Here typescript is really only an extension to javascript. Basically all
constructs it adds are there for the type system. Typescript has a very
practical type system where types do not have to be of the same name to
be equal. And what typescript will produce at the end is just
javascript. It does not make the code faster, it does not make solving
problems more easy. In fact you can produce some very wild types in
typescript, that will require another programmer to look up a lot of the
specialties of the type system to understand them. So is Typescript of
no use? No, it does help when refactoring larger code bases. Did I ever
have to refactor a larger code base in typescript? Never - well once, it
was not that big and it was really really difficult. You tend to use so
many libraries that normally your code base really does not grow to that
level. It does help avoiding the small mistakes any basic tests would
uncover as well. So yeah... for me personally I have very little gain
from typescript and it slows me down writing my code if I have to write
a web-app. And still I have to write 90% of this code in typescript,
because I work in a team and other people will later have to maintain
this code. People I work with feel safer by using types.

And in the end it is what counts most to the average programmer: the
promise of safety.

Did I ever have to refactor large Java code bases and it was a big pain?
Oh yes - many times.
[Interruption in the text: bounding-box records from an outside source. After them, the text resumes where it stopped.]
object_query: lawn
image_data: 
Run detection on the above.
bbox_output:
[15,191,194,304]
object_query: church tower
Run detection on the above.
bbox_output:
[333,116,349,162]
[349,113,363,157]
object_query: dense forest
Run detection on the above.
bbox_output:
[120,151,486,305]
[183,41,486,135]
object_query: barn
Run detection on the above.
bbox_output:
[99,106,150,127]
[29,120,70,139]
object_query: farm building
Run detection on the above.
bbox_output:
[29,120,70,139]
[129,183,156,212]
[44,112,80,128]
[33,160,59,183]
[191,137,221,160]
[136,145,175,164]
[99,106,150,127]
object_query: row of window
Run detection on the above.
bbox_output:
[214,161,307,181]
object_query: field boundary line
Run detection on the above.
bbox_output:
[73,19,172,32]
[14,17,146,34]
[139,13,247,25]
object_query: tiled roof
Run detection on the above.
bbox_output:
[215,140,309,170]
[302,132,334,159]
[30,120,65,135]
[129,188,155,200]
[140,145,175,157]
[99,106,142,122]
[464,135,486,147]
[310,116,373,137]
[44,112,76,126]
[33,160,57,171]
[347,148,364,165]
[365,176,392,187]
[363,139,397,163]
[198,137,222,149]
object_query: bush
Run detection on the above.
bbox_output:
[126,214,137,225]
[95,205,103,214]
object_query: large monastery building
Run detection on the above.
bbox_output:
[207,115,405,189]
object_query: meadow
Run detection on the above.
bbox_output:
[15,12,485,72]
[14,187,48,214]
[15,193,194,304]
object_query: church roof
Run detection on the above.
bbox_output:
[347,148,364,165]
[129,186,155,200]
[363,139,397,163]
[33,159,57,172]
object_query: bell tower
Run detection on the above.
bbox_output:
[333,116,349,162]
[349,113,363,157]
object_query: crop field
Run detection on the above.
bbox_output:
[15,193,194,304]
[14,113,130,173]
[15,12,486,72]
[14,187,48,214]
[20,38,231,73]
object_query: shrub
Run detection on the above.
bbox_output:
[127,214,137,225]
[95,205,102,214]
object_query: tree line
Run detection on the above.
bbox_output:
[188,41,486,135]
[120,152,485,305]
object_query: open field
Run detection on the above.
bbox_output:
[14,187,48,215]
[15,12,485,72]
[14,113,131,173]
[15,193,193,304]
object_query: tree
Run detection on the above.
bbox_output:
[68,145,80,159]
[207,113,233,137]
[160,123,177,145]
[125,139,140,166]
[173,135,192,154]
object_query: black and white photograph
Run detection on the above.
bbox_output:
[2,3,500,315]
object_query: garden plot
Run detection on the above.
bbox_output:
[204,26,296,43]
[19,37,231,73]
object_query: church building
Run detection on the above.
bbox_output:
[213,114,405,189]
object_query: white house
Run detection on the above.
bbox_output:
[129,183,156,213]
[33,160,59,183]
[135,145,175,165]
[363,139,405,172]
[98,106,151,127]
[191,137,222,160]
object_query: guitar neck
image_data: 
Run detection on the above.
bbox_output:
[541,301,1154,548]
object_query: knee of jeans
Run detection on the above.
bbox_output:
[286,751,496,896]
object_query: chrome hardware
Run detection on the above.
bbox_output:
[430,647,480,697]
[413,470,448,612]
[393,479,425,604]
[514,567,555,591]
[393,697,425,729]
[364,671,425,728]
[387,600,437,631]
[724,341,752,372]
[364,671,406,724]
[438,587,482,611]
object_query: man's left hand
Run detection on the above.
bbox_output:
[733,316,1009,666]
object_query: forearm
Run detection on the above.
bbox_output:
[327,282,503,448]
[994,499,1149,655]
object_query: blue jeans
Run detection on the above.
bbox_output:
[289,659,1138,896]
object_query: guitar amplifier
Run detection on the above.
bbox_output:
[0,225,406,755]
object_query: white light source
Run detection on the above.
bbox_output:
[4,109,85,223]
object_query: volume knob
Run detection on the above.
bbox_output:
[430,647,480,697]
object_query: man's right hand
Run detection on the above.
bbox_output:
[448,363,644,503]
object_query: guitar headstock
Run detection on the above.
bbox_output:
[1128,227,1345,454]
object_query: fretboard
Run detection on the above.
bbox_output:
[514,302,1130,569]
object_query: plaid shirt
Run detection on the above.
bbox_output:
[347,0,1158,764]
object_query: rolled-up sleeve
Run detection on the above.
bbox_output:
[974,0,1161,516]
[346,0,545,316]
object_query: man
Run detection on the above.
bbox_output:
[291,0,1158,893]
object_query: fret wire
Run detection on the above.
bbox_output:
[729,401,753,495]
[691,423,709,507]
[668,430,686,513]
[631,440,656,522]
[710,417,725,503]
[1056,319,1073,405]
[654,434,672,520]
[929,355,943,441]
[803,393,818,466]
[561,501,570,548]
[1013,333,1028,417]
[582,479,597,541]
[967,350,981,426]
Just because you have types does not prevent people
from writing awfully unreadable code, misuse concepts, diverge from
initial intentions, introduce no concepts half heartedly, plain ignore
everything that has been done before, misunderstandings, ...

It really boils down to 3 aspects here for me:
(1) how long does an average programmer need to solve the problem
(including libraries).
(2) how long does it take an average programmer to produce an error free
program.
(3) how easily can another average programmer change the program.